TG: Listing them all would be equivalent to reciting the “who’s who” in the industry. On the distribution side, there are offerings from, e.g., RedHat, SUSE, Mentor, and Wind River, which deliver RT to a broad range of customers in different application areas. There are firms like Concurrent, National Instruments, Boston Dynamics, SpaceX, and Tesla, just to name a few on the products side.

RedHat and National Instruments are also members of the LF collaborative Real-Time project.

JP: What are the challenges in developing a real-time subsystem or specialized kernel for Linux? Is it any different than how other projects are run for the kernel?

TG: Not really different; the same rules apply. Patches have to be posted, are reviewed, and discussed. The feedback is then incorporated. The loop starts over until everyone agrees on the solution, and the patches get merged into the relevant subsystem tree and finally end up in the mainline kernel.

But as I explained before, it needs a lot of care and effort and, often enough, a large amount of extra work to restructure existing code first to get a particular piece of the patches integrated. The result is providing the desired functionality but is at the same time not in the way of other interests or, ideally, provides a benefit for everyone.

The technology’s complexity that reaches into a broad range of the core kernel code is obviously challenging, especially combined with the mainline kernel’s rapid change rate. Even larger changes happening at the related core infrastructure level are not impacting ongoing development and integration work too much in areas like drivers or file systems.

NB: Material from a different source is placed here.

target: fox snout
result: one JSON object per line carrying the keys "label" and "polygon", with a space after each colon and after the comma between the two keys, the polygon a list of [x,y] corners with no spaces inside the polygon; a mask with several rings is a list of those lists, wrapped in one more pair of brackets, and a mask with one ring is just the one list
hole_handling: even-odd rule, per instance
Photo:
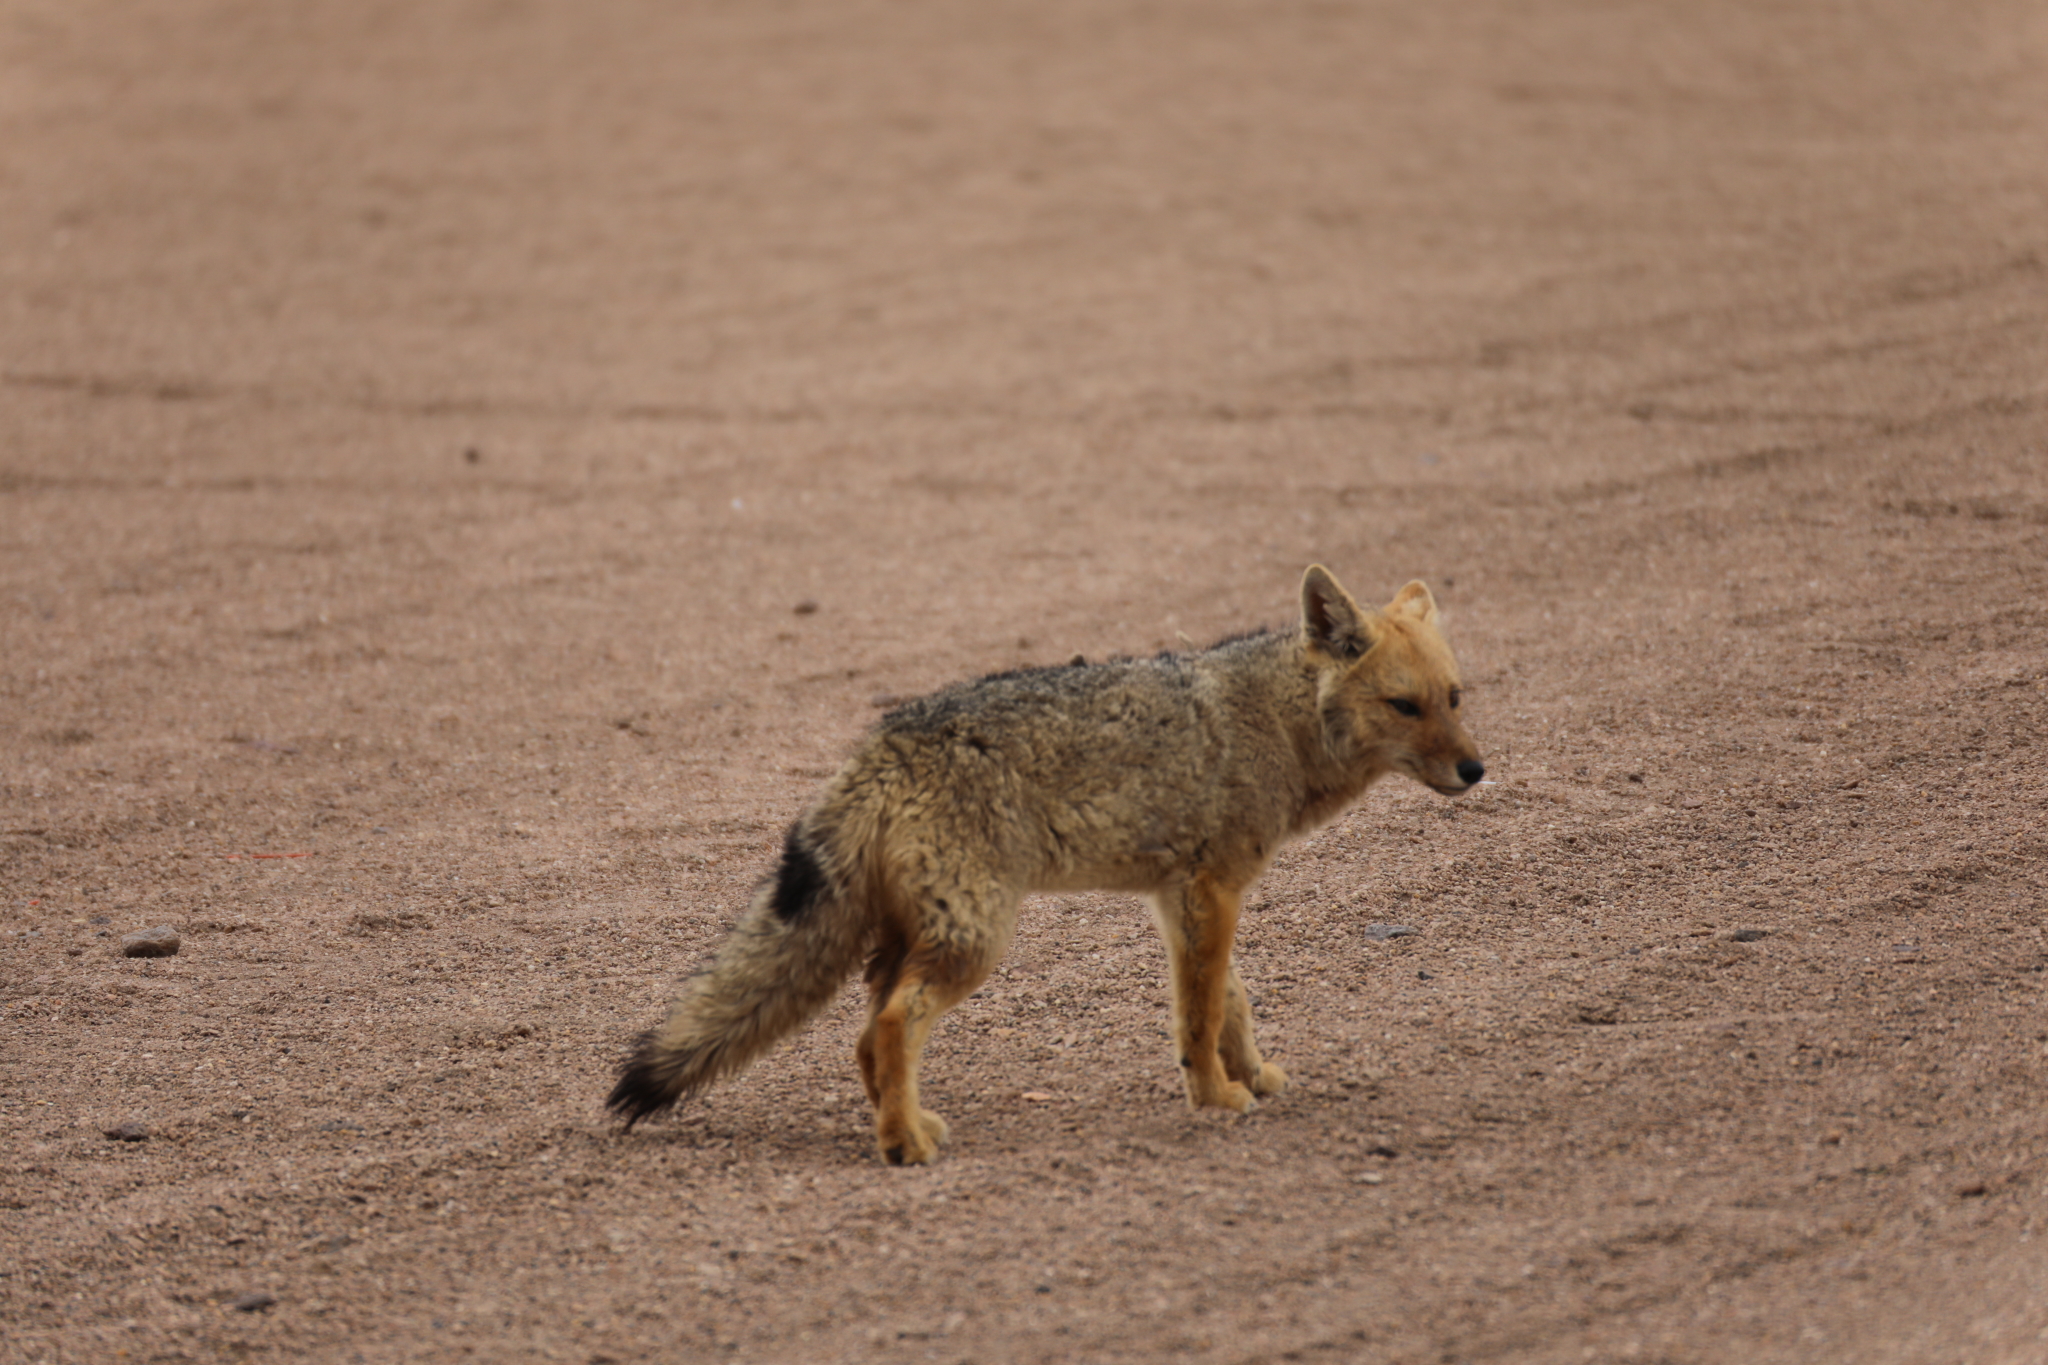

But any change on the core infrastructure can break a carefully thought-out integration of the real-time parts into that infrastructure and send us back to the drawing board for a while.

JP:  Which companies have been supporting the effort to get the PREEMPT_RT Linux kernel patches upstream? 

TG: For the past five years, it has been supported by the members of the LF real-time Linux project, currently ARM, BMW, CIP, ELISA, Intel, National Instruments, OSADL, RedHat, and Texas Instruments. CIP, ELISA, and OSADL are projects or organizations on their own which have member companies all over the industry. Former supporters include Google, IBM, and NXP.

I personally, my team and the broader Linux real-time community are extremely grateful for the support provided by these members. 

However, as with other key open source projects heavily used in critical infrastructure, funding always was and still is a difficult challenge. Even if the amount of money required to keep such low-level plumbing but essential functionality sustained is comparatively small, these projects struggle with finding enough sponsors and often lack long-term commitment.

The approach to funding these kinds of projects reminds me of the Mikado Game, which is popular in Europe, where the first player who picks up the stick and disturbs the pile often is the one who loses.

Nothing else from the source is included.